WE : Il faut réfléchir à la question idéologique des données et des algorithmes utilisés. Si vous posez une question à un modèle comme ChatGPT, sur la famille ou sur la géopolitique par exemple, la réponse qu’il va donner aujourd’hui est culturellement orientée et sera typée européenne ou nord-américaine. Mais d’autres courants de pensées existent dans le monde ! Donc il est nécessaire d’avoir des IAs entrainées sur tous ces différents jeux de données. Il y a plusieurs perceptions de la morale, de la vie. Il faut que l’IA reflète ces différences. Mais le contraire est en train de se passer… un groupe d’acteurs américains imposent leur logique et même peut-être bientôt leur législation.
L’Europe peut être plus qu’un régulateur et devenir un acteur. L’IA pose des questions éthiques profondes. Dans le domaine des drones que je connais, on se pose la question des robots tueurs et du niveau d’autonomie qu’on accorde à un drone qui doit frapper une cible. Aujourd’hui techniquement, presque tout est possible, sans tomber dans la science-fiction non plus, vu que l’homme garde encore le contrôle.

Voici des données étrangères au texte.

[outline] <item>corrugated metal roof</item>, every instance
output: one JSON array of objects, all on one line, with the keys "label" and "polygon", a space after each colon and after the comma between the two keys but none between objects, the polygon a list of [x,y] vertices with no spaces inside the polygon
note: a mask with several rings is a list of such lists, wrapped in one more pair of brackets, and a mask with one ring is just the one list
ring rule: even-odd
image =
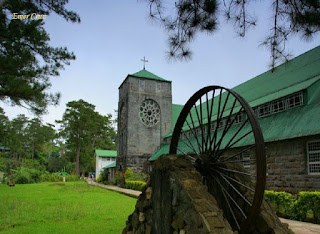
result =
[{"label": "corrugated metal roof", "polygon": [[[288,88],[296,84],[309,80],[319,75],[320,67],[320,46],[284,63],[274,70],[269,70],[259,76],[254,77],[236,87],[234,91],[242,95],[247,102],[252,102],[261,97],[268,97],[270,94]],[[269,96],[265,102],[272,101]]]},{"label": "corrugated metal roof", "polygon": [[[233,88],[252,107],[305,89],[307,89],[307,100],[303,106],[259,119],[266,142],[320,134],[320,46],[296,57],[288,63],[278,66],[274,72],[265,72]],[[226,93],[223,93],[221,101],[224,102],[225,98]],[[214,102],[216,103],[218,99],[215,98]],[[172,113],[172,130],[182,107],[179,105],[179,108],[172,108],[172,111],[177,111],[177,113]],[[234,113],[238,109],[239,107],[236,107]],[[230,106],[228,108],[227,105],[223,116],[226,116],[229,110]],[[194,112],[194,109],[192,109],[192,115],[195,115]],[[206,112],[205,108],[203,112]],[[204,120],[204,123],[206,123],[206,120]],[[195,125],[197,126],[198,124],[195,123]],[[234,132],[233,129],[233,127],[230,129],[230,134]],[[172,130],[166,137],[172,135]],[[228,139],[228,134],[225,138]],[[253,139],[247,138],[246,141],[239,142],[235,147],[252,143]],[[160,155],[167,154],[168,152],[169,144],[162,145],[149,160],[153,161]]]},{"label": "corrugated metal roof", "polygon": [[117,157],[117,151],[116,150],[101,150],[101,149],[96,149],[95,150],[96,155],[99,157],[112,157],[115,158]]},{"label": "corrugated metal roof", "polygon": [[[320,46],[276,67],[274,72],[271,70],[265,72],[234,87],[232,90],[244,97],[251,107],[256,107],[263,103],[271,102],[280,97],[306,89],[318,80],[320,80]],[[224,103],[226,96],[227,93],[222,93],[222,103]],[[211,101],[212,100],[209,100],[209,103]],[[218,104],[218,101],[219,98],[217,96],[214,98],[214,105]],[[182,105],[176,106],[179,108],[172,107],[172,129],[164,137],[172,135],[174,124],[183,108]],[[229,102],[227,103],[222,116],[227,116],[229,114],[231,106],[232,98],[229,98]],[[236,105],[234,113],[236,113],[239,108],[240,107]],[[206,115],[207,109],[204,104],[202,111],[204,115]],[[194,108],[191,109],[191,114],[194,120],[197,119]],[[217,113],[213,113],[213,119],[216,114]],[[204,123],[206,122],[207,121],[204,119]],[[195,126],[197,127],[198,124],[195,123]]]},{"label": "corrugated metal roof", "polygon": [[103,168],[113,168],[116,167],[116,162],[110,163],[109,165],[103,167]]},{"label": "corrugated metal roof", "polygon": [[165,79],[161,78],[160,76],[157,76],[157,75],[147,71],[146,69],[143,69],[143,70],[138,71],[138,72],[133,73],[133,74],[129,74],[128,76],[144,78],[144,79],[149,79],[149,80],[158,80],[158,81],[164,81],[164,82],[171,82],[169,80],[165,80]]}]

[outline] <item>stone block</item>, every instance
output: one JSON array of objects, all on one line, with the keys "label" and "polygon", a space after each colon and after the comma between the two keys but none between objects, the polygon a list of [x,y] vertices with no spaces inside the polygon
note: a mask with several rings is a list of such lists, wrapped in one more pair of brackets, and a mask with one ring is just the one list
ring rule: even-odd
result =
[{"label": "stone block", "polygon": [[143,213],[143,212],[140,212],[140,213],[139,213],[139,222],[144,222],[144,220],[145,220],[144,213]]},{"label": "stone block", "polygon": [[147,200],[151,199],[151,196],[152,196],[152,188],[148,187],[146,189],[146,198],[147,198]]}]

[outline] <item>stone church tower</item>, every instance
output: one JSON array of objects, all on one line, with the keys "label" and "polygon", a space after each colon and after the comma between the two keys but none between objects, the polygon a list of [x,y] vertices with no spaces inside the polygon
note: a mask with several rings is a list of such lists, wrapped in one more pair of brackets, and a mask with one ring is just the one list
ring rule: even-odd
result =
[{"label": "stone church tower", "polygon": [[148,170],[148,158],[171,129],[171,81],[145,69],[119,87],[117,170]]}]

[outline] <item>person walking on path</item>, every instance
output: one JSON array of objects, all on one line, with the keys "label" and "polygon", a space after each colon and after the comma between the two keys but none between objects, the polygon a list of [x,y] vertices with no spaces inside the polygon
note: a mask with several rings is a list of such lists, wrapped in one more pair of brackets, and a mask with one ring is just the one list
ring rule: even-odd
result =
[{"label": "person walking on path", "polygon": [[94,179],[94,175],[93,175],[93,173],[92,173],[91,176],[90,176],[90,184],[93,183],[93,179]]}]

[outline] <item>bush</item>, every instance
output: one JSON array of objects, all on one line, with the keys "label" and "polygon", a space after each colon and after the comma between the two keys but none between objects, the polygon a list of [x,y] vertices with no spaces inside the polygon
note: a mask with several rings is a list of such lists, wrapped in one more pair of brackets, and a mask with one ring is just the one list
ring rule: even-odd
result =
[{"label": "bush", "polygon": [[114,185],[118,185],[121,188],[125,188],[125,174],[121,172],[116,172],[113,180]]},{"label": "bush", "polygon": [[98,182],[98,183],[102,182],[102,180],[101,180],[101,174],[98,175],[98,177],[97,177],[97,182]]},{"label": "bush", "polygon": [[131,180],[133,177],[133,171],[131,168],[127,168],[126,172],[124,173],[124,177],[126,180]]},{"label": "bush", "polygon": [[294,206],[294,196],[292,194],[266,190],[265,198],[271,203],[278,216],[289,218],[292,215]]},{"label": "bush", "polygon": [[99,177],[101,177],[99,182],[107,184],[108,179],[109,179],[109,169],[108,168],[104,168],[101,171]]},{"label": "bush", "polygon": [[66,178],[66,181],[78,181],[80,180],[77,175],[60,175],[60,173],[43,173],[40,177],[41,182],[61,182],[63,181],[63,177]]},{"label": "bush", "polygon": [[19,167],[18,170],[11,170],[12,178],[16,184],[31,184],[40,182],[41,172],[27,167]]},{"label": "bush", "polygon": [[142,189],[146,186],[146,182],[144,181],[133,181],[133,180],[126,180],[126,188],[142,191]]},{"label": "bush", "polygon": [[320,223],[320,192],[299,192],[297,199],[286,192],[265,191],[278,216],[312,223]]},{"label": "bush", "polygon": [[[311,217],[307,214],[311,214]],[[293,218],[320,223],[320,192],[299,192],[294,204]]]},{"label": "bush", "polygon": [[133,172],[131,168],[128,168],[124,173],[126,180],[134,180],[134,181],[147,181],[148,175],[139,172]]}]

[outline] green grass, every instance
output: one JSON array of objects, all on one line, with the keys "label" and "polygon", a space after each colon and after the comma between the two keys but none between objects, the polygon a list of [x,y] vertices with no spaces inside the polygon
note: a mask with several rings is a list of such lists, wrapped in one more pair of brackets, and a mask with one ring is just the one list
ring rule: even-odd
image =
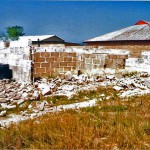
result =
[{"label": "green grass", "polygon": [[[150,149],[150,94],[123,101],[111,88],[99,88],[73,101],[102,93],[113,98],[0,129],[0,149]],[[55,104],[65,98],[55,97]]]},{"label": "green grass", "polygon": [[103,106],[101,107],[101,111],[107,111],[107,112],[123,112],[126,111],[128,108],[126,106]]}]

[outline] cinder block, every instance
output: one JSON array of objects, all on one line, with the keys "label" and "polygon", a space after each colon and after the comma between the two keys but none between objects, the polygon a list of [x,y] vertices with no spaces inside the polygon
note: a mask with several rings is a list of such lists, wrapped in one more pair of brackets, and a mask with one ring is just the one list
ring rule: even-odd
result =
[{"label": "cinder block", "polygon": [[51,76],[52,76],[52,77],[56,77],[56,76],[58,76],[58,75],[59,75],[58,72],[51,72]]},{"label": "cinder block", "polygon": [[40,74],[40,73],[34,73],[34,74],[33,74],[33,77],[34,77],[34,78],[41,77],[41,74]]},{"label": "cinder block", "polygon": [[55,68],[59,68],[60,63],[59,62],[54,62],[54,66],[55,66]]},{"label": "cinder block", "polygon": [[125,67],[125,59],[114,59],[111,67],[114,69],[123,69]]},{"label": "cinder block", "polygon": [[59,57],[59,52],[51,52],[51,57]]},{"label": "cinder block", "polygon": [[54,72],[54,68],[46,68],[46,73],[51,73],[51,72]]},{"label": "cinder block", "polygon": [[59,68],[60,63],[59,62],[53,62],[51,63],[51,68]]},{"label": "cinder block", "polygon": [[64,58],[63,57],[55,57],[54,59],[56,62],[62,62],[64,61]]},{"label": "cinder block", "polygon": [[76,69],[76,67],[71,67],[71,71],[75,71]]},{"label": "cinder block", "polygon": [[71,62],[73,57],[64,57],[64,61]]},{"label": "cinder block", "polygon": [[60,67],[66,67],[67,66],[67,62],[60,62]]},{"label": "cinder block", "polygon": [[64,72],[64,68],[55,68],[55,72]]},{"label": "cinder block", "polygon": [[117,59],[128,59],[128,55],[118,55]]},{"label": "cinder block", "polygon": [[67,57],[68,53],[67,52],[59,52],[60,57]]},{"label": "cinder block", "polygon": [[68,55],[71,57],[76,57],[76,53],[68,53]]},{"label": "cinder block", "polygon": [[117,55],[114,55],[114,54],[109,54],[108,56],[110,59],[117,59],[118,57]]},{"label": "cinder block", "polygon": [[48,77],[49,74],[48,73],[41,73],[41,77]]},{"label": "cinder block", "polygon": [[84,69],[91,69],[91,65],[90,64],[84,64]]},{"label": "cinder block", "polygon": [[100,63],[100,60],[98,59],[93,59],[93,64],[99,64]]},{"label": "cinder block", "polygon": [[45,68],[36,68],[36,73],[45,73]]},{"label": "cinder block", "polygon": [[109,65],[109,64],[112,64],[112,63],[113,63],[113,59],[106,59],[105,60],[106,65]]},{"label": "cinder block", "polygon": [[54,57],[46,58],[46,62],[54,62],[54,61],[55,61]]},{"label": "cinder block", "polygon": [[89,58],[89,57],[90,57],[90,54],[83,54],[83,57],[84,57],[84,58]]},{"label": "cinder block", "polygon": [[39,57],[37,57],[37,58],[34,59],[34,61],[35,62],[45,62],[45,58],[39,58]]},{"label": "cinder block", "polygon": [[72,57],[72,61],[77,61],[77,58],[76,57]]},{"label": "cinder block", "polygon": [[50,57],[50,52],[41,52],[41,57]]},{"label": "cinder block", "polygon": [[96,58],[96,54],[90,54],[89,58],[95,59]]},{"label": "cinder block", "polygon": [[99,65],[98,68],[100,68],[100,69],[101,69],[101,68],[104,68],[104,65]]},{"label": "cinder block", "polygon": [[39,58],[41,57],[41,53],[40,52],[35,52],[34,53],[34,58]]},{"label": "cinder block", "polygon": [[99,68],[99,65],[93,65],[93,67],[92,67],[92,69],[97,69],[97,68]]},{"label": "cinder block", "polygon": [[84,63],[91,64],[92,63],[92,59],[91,58],[85,58]]},{"label": "cinder block", "polygon": [[64,71],[71,71],[71,67],[64,67]]},{"label": "cinder block", "polygon": [[107,59],[104,67],[115,69],[116,68],[116,62],[115,61],[116,61],[116,59]]},{"label": "cinder block", "polygon": [[75,67],[76,66],[76,63],[75,62],[69,62],[69,63],[67,63],[67,66],[72,66],[72,67]]},{"label": "cinder block", "polygon": [[104,65],[105,65],[105,59],[100,59],[100,60],[99,60],[99,65],[104,66]]},{"label": "cinder block", "polygon": [[50,63],[41,63],[41,67],[50,67]]},{"label": "cinder block", "polygon": [[34,68],[40,67],[40,63],[34,63]]}]

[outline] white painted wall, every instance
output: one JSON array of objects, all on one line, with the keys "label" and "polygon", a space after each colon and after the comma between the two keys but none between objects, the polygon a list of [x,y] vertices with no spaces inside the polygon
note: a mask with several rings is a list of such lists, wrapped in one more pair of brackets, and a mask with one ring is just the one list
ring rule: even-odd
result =
[{"label": "white painted wall", "polygon": [[13,78],[20,82],[31,81],[30,47],[0,50],[0,63],[9,64]]}]

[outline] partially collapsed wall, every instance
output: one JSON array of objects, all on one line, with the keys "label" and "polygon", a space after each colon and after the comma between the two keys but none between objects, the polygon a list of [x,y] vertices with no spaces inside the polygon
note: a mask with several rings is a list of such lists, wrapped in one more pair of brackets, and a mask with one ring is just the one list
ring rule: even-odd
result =
[{"label": "partially collapsed wall", "polygon": [[31,82],[30,47],[5,48],[0,50],[0,63],[8,64],[12,77],[17,81]]},{"label": "partially collapsed wall", "polygon": [[127,54],[111,54],[104,51],[101,53],[35,52],[33,76],[50,77],[66,71],[84,73],[102,68],[123,69],[127,58]]},{"label": "partially collapsed wall", "polygon": [[135,71],[150,72],[150,51],[141,53],[141,58],[128,58],[126,60],[126,67],[132,68]]},{"label": "partially collapsed wall", "polygon": [[[13,78],[31,82],[32,77],[55,77],[67,71],[72,73],[96,72],[101,69],[150,68],[150,52],[142,52],[141,58],[128,58],[126,50],[97,49],[94,47],[30,47],[3,48],[0,50],[0,64],[8,64]],[[33,65],[32,65],[33,64]]]}]

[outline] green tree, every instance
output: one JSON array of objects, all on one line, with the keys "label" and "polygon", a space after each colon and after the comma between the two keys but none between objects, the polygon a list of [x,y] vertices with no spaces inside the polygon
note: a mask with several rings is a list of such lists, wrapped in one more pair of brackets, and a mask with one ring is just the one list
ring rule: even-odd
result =
[{"label": "green tree", "polygon": [[24,29],[21,26],[7,27],[7,34],[11,40],[18,40],[19,36],[25,35]]}]

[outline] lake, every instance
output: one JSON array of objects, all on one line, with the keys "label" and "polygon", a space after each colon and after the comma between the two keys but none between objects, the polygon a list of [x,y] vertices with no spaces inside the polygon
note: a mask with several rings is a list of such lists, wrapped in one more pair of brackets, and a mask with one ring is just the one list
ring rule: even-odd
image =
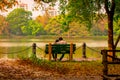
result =
[{"label": "lake", "polygon": [[[44,47],[48,43],[53,43],[54,40],[40,40],[40,39],[0,39],[0,58],[17,58],[17,57],[29,57],[32,54],[32,45],[36,43],[39,53],[38,56],[44,56]],[[107,47],[107,40],[79,40],[72,41],[68,40],[68,43],[75,43],[77,48],[80,47],[79,53],[81,53],[81,46],[83,42],[86,43],[87,47],[94,48],[95,50],[101,50]],[[120,43],[117,47],[120,47]],[[41,51],[42,50],[42,51]],[[88,50],[88,49],[87,49]],[[77,52],[77,51],[76,51]],[[88,50],[89,54],[93,55],[92,50]],[[78,53],[78,52],[77,52]],[[95,52],[96,53],[96,52]],[[82,56],[82,55],[80,55]]]},{"label": "lake", "polygon": [[[11,39],[0,39],[0,47],[17,47],[17,46],[31,46],[33,43],[36,43],[40,47],[44,47],[47,43],[53,43],[53,40],[50,41],[41,41],[39,39],[29,39],[29,40],[11,40]],[[75,43],[77,46],[80,46],[85,42],[89,47],[107,47],[107,40],[80,40],[80,41],[68,41],[68,43]],[[120,47],[120,43],[118,44]]]}]

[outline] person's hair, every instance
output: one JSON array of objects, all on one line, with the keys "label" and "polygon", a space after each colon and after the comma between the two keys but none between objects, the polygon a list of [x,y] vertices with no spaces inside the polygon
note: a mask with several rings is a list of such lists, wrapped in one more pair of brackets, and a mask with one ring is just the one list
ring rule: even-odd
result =
[{"label": "person's hair", "polygon": [[55,40],[55,42],[59,42],[59,40],[58,40],[58,39],[56,39],[56,40]]},{"label": "person's hair", "polygon": [[59,37],[59,40],[63,40],[63,38],[62,38],[62,37]]}]

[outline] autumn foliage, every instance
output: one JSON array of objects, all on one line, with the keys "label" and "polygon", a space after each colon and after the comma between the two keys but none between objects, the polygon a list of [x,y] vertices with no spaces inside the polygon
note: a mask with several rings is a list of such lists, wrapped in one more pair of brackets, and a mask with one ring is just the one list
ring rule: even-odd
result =
[{"label": "autumn foliage", "polygon": [[0,10],[7,11],[7,8],[12,8],[17,4],[18,2],[16,0],[0,0]]}]

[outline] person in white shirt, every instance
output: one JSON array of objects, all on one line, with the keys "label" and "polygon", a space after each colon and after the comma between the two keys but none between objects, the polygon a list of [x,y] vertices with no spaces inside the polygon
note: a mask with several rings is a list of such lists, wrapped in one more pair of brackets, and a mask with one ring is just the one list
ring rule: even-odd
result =
[{"label": "person in white shirt", "polygon": [[59,37],[59,41],[57,42],[57,44],[67,44],[67,42],[64,41],[62,37]]}]

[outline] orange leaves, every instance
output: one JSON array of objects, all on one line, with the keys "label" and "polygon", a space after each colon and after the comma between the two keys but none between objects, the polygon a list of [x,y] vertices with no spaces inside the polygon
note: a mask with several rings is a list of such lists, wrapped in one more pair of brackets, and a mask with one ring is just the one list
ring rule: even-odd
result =
[{"label": "orange leaves", "polygon": [[8,8],[12,8],[13,5],[18,5],[18,2],[16,0],[2,0],[0,1],[0,10],[1,11],[7,11]]},{"label": "orange leaves", "polygon": [[[30,60],[0,60],[0,80],[102,80],[103,66],[100,62],[51,63],[37,65]],[[110,73],[120,73],[119,65],[110,67]]]},{"label": "orange leaves", "polygon": [[0,15],[0,35],[9,34],[8,22],[5,20],[5,17]]}]

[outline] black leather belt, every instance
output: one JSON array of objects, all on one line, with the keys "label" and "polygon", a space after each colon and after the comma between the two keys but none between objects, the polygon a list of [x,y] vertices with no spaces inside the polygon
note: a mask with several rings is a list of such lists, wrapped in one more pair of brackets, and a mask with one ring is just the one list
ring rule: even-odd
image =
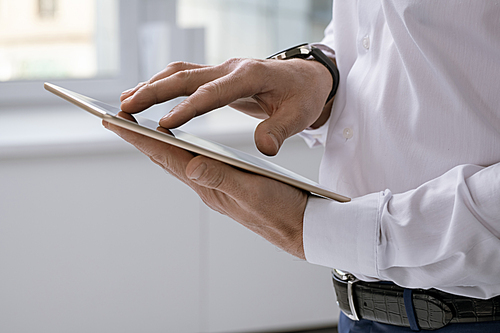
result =
[{"label": "black leather belt", "polygon": [[358,281],[334,270],[333,285],[340,309],[353,320],[435,330],[450,323],[500,320],[500,296],[482,300],[436,289],[405,289],[392,283]]}]

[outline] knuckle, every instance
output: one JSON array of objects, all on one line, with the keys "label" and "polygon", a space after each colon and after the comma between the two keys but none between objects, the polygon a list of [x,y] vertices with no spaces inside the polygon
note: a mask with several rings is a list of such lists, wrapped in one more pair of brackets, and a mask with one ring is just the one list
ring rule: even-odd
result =
[{"label": "knuckle", "polygon": [[259,59],[249,58],[232,58],[227,60],[223,65],[231,68],[233,72],[259,71],[265,66],[264,62]]},{"label": "knuckle", "polygon": [[147,92],[147,95],[145,96],[148,96],[148,98],[151,97],[151,102],[153,104],[158,103],[158,94],[160,93],[160,89],[161,87],[159,85],[159,81],[148,82],[141,88],[143,92]]},{"label": "knuckle", "polygon": [[181,88],[180,94],[183,96],[188,96],[192,93],[192,91],[188,89],[188,87],[190,86],[189,81],[191,80],[191,77],[192,71],[190,70],[183,70],[175,73],[172,76],[172,79],[175,80],[177,87]]},{"label": "knuckle", "polygon": [[197,69],[186,69],[174,75],[175,84],[183,96],[189,96],[199,89],[198,74]]},{"label": "knuckle", "polygon": [[192,72],[190,70],[182,70],[175,73],[173,76],[175,79],[180,81],[187,81],[191,77]]},{"label": "knuckle", "polygon": [[240,73],[251,70],[252,68],[257,68],[260,63],[261,61],[257,59],[231,58],[226,60],[220,66],[228,72]]},{"label": "knuckle", "polygon": [[180,71],[183,71],[185,69],[190,68],[190,65],[192,65],[192,64],[189,64],[189,63],[183,62],[183,61],[172,62],[172,63],[168,64],[162,71],[153,75],[153,77],[151,79],[149,79],[149,81],[147,81],[147,83],[153,83],[155,81],[159,81],[161,79],[169,77],[172,74],[175,74],[177,72],[180,72]]},{"label": "knuckle", "polygon": [[249,92],[261,90],[268,75],[267,64],[259,59],[243,59],[233,71],[234,79],[241,81]]},{"label": "knuckle", "polygon": [[163,154],[153,154],[149,159],[163,168],[168,168],[168,159]]},{"label": "knuckle", "polygon": [[168,174],[186,182],[185,174],[179,162],[170,156],[170,154],[155,153],[149,156],[149,159],[164,169]]},{"label": "knuckle", "polygon": [[218,81],[210,81],[201,85],[198,88],[198,91],[200,93],[207,93],[207,94],[220,94],[221,86]]},{"label": "knuckle", "polygon": [[242,68],[260,74],[263,73],[267,67],[266,63],[262,60],[246,59],[246,61],[242,63]]},{"label": "knuckle", "polygon": [[176,73],[185,70],[189,67],[189,63],[185,61],[175,61],[167,65],[169,71]]},{"label": "knuckle", "polygon": [[192,119],[201,114],[201,112],[198,110],[197,105],[193,103],[193,101],[190,98],[185,99],[179,105],[182,105],[183,109],[182,113],[184,113],[188,117],[188,119]]},{"label": "knuckle", "polygon": [[197,92],[201,95],[210,96],[211,107],[216,109],[223,106],[222,95],[224,94],[223,87],[219,81],[210,81],[198,88]]},{"label": "knuckle", "polygon": [[239,64],[241,64],[245,59],[243,58],[230,58],[230,59],[227,59],[226,61],[224,61],[220,66],[224,66],[224,67],[234,67],[234,66],[238,66]]},{"label": "knuckle", "polygon": [[278,139],[280,140],[281,142],[285,141],[286,138],[289,137],[290,135],[290,132],[288,130],[288,127],[285,126],[284,124],[281,124],[281,123],[277,123],[273,130],[272,130],[272,134]]}]

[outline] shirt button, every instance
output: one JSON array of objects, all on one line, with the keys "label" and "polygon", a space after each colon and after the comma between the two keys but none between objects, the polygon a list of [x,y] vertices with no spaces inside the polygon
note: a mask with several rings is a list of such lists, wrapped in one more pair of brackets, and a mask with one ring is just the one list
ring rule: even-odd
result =
[{"label": "shirt button", "polygon": [[353,131],[350,128],[344,128],[344,131],[342,132],[342,136],[346,139],[349,140],[353,136]]},{"label": "shirt button", "polygon": [[370,49],[370,37],[365,36],[363,38],[363,47],[367,50]]}]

Le reste est une question de décision politique et militaire.
Une autre problématique : il ne faut pas que l’AI Act européen, qui devrait entrer en vigueur en 2024, tue l’innovation en créant ce qu’on appelle de la “regulatory capture”. C’est une méthode classique des gros acteurs et surtout des startups américaines, qui après avoir levé des fonds, jouent la carte de la terreur pour influencer les lois et créer des cadres juridiques qui deviendront des barrières à l’entrée pour leurs concurrents. Ne soyons pas naïfs en France et en Europe. Il faut réguler l’IA, mais il faut la réguler de manière intelligente.
Pour conclure, je pense que l’intelligence artificielle est la plus grande révolution de ce début de millénaire, et les nations du monde, doivent s’emparer du sujet. Ce serait contre-productif de laisser le monde évoluer vers une situation dans laquelle on aurait le choix entre soit une IA américaine, soit une IA chinoise. Une troisième voie est possible et nous comptons bien la créer. Il faut que les jeunes entrepreneurs réalisent que l’open source est une arme qui vous permet de briser les barrières à l’entrée et de créer des communautés de talent. La révolution de l’IA passera obligatoirement par une démarche ouverte.